In my work, I like to think about natural processes that happen over time, like evolution, decay, and biotic/abiotic relationships. Now I’m interested in rooting those processes in a specific place. So I’m exploring Mapping Change as a theme.

“Place” is not a fixed thing. For example, I’m inspired by Harold Fisk’s maps of the historical traces of the Mississippi River (like the one above), produced as part of a report to the US Army Corps of Engineers in the 1940s. Rivers change all the time. Coastlines do too, and with climate change upon us, they change now more than ever.

Every place is an event — a . . . v e r y . . . s l o w . . . e v e n t.

Here are some works in progress exploring some incipient ideas with maps. They are in their early stages and they are going to get some other elements layered in, but I don’t know what yet. The work tells me what it needs next…

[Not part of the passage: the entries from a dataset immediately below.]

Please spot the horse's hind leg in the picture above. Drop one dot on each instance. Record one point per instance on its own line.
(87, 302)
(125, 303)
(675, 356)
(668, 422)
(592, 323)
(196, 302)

Working by hand helps me feel as if I am marking the time it takes to traverse the river or coastline. I like to work with used linens as a substrate because they help me think about human history, not just natural history. Above is a map of a section of the South Toe River, not far from where I live.
The map above is of the Mississippi headwaters. I have stepped over that awesome river at its humble source, where it’s nothing more than a shallow creek.